Many higher education administrators and faculty can accept that innovation is happening on the periphery of the institution, but what does that mean? It means that there’s always someone innovating. It means that eventually leadership has to take an innovation that has been demonstrated to be effective and start expecting it to be integrated into the core of the institution. Frankly, that’s where you start to get the body trying to reject the implant. That’s the point at which the leader of the institution has to say, “I don’t care that you might have done things this way for so long, but we’re actually going to start doing this new stuff as well and I’m expecting you to do it.”

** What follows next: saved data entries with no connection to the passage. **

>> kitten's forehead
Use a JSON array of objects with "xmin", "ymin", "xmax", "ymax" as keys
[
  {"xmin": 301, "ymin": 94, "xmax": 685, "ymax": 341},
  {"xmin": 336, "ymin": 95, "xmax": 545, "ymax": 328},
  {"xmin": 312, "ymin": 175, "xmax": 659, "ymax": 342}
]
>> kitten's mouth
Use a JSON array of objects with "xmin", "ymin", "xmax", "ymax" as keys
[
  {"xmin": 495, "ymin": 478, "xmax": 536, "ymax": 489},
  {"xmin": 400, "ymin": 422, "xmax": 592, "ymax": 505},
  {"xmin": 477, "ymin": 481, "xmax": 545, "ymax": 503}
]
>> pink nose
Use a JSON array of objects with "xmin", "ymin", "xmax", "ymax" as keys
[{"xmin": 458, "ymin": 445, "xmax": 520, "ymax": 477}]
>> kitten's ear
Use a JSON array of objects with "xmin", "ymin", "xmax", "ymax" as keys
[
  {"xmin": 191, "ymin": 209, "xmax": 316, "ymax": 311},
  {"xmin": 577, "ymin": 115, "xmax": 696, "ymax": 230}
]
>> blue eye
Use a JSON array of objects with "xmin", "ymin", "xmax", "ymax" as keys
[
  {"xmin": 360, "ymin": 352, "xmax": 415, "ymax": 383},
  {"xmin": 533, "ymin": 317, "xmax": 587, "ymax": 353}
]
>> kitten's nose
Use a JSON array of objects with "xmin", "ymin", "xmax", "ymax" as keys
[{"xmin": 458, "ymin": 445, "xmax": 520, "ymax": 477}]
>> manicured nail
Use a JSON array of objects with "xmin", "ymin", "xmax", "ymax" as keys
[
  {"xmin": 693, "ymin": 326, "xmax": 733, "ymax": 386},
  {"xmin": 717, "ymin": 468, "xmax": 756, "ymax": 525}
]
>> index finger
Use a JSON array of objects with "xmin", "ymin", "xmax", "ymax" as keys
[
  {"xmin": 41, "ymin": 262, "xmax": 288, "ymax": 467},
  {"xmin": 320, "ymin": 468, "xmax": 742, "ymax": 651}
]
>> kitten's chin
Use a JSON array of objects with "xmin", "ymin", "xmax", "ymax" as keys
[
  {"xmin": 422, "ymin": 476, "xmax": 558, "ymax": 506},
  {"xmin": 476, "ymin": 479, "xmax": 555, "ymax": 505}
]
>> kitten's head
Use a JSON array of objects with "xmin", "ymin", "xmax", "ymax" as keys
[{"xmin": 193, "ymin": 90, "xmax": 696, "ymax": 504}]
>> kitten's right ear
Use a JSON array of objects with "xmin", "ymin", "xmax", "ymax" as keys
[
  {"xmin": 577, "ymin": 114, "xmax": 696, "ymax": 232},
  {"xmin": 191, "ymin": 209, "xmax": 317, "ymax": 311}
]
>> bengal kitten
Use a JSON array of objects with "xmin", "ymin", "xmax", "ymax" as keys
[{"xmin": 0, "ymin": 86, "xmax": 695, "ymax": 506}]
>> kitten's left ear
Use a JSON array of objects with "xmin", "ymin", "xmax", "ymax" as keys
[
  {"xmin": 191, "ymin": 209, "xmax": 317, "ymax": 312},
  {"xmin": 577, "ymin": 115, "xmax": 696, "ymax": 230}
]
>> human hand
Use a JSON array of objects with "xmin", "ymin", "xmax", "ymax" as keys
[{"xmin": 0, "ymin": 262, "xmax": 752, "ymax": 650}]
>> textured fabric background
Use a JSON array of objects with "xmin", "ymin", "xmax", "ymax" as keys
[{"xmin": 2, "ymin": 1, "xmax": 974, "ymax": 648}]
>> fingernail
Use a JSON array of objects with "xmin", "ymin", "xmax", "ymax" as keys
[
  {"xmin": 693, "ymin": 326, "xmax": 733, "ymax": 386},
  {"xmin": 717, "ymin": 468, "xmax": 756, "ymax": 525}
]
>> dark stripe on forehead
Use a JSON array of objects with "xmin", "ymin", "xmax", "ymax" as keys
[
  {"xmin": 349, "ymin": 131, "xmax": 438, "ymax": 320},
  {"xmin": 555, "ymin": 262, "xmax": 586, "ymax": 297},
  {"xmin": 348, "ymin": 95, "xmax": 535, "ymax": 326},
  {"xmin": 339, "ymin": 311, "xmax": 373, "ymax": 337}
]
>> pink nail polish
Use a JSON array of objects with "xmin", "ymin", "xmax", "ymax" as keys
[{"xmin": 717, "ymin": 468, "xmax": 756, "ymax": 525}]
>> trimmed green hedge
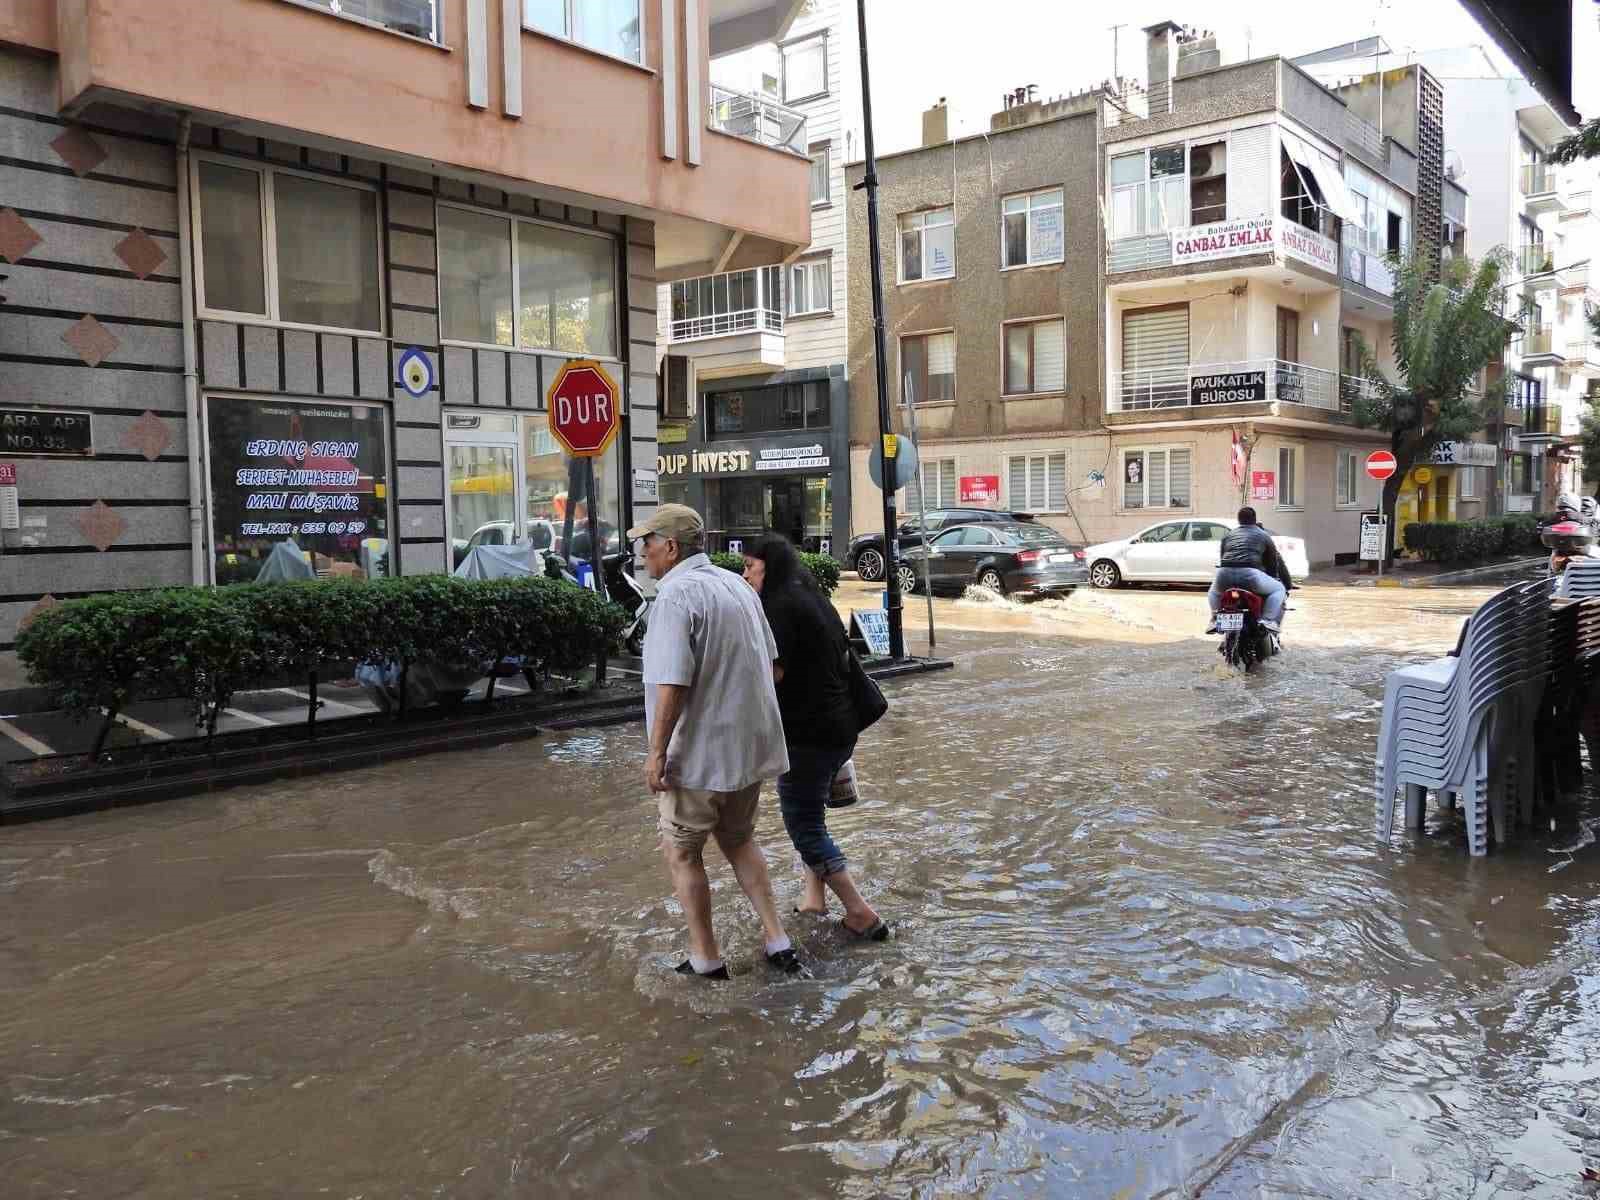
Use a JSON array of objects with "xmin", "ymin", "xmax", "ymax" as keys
[
  {"xmin": 15, "ymin": 576, "xmax": 625, "ymax": 753},
  {"xmin": 709, "ymin": 551, "xmax": 842, "ymax": 595},
  {"xmin": 1402, "ymin": 514, "xmax": 1542, "ymax": 563}
]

At the end of the day, if the legacy part of the institution is not willing to adapt to change, then you have to start to change out some of the individuals. This is, of course, really difficult in higher education with tenure and so on, but you have to be willing to let people go or lose a course or a program because it’s not willing to embrace the innovation. However, in higher education there isn’t this CEO who can tell everyone what to do that, while in a corporation there is.

Evo: Why is innovation so important for higher education today?

DC: The challenges confronting higher education have gone up enormously. Higher education today has to do this dance, they have to maintain this balance, of delivering high-quality education with broad access at a low cost. That’s a triple objective. The pillars of quality, cost and access are difficult to get right in the best of circumstances. Then you throw in things like global competition and heightened expectations, advancing technology and all these contextual changes providing new opportunities and new ways of doing things, new markets, new competitors—it all complicates life enormously. There are external pressures layered on top of the internal complexity of managing those three pillars that have really only come to a head in the last 15 to 20 years.

If we just carry on doing things the same way, we’re not going to solve anything. That’s why innovation is so important. It’s only by doing things differently that an institution will be able to respond to those external phenomena and satisfactorily meet those three objectives.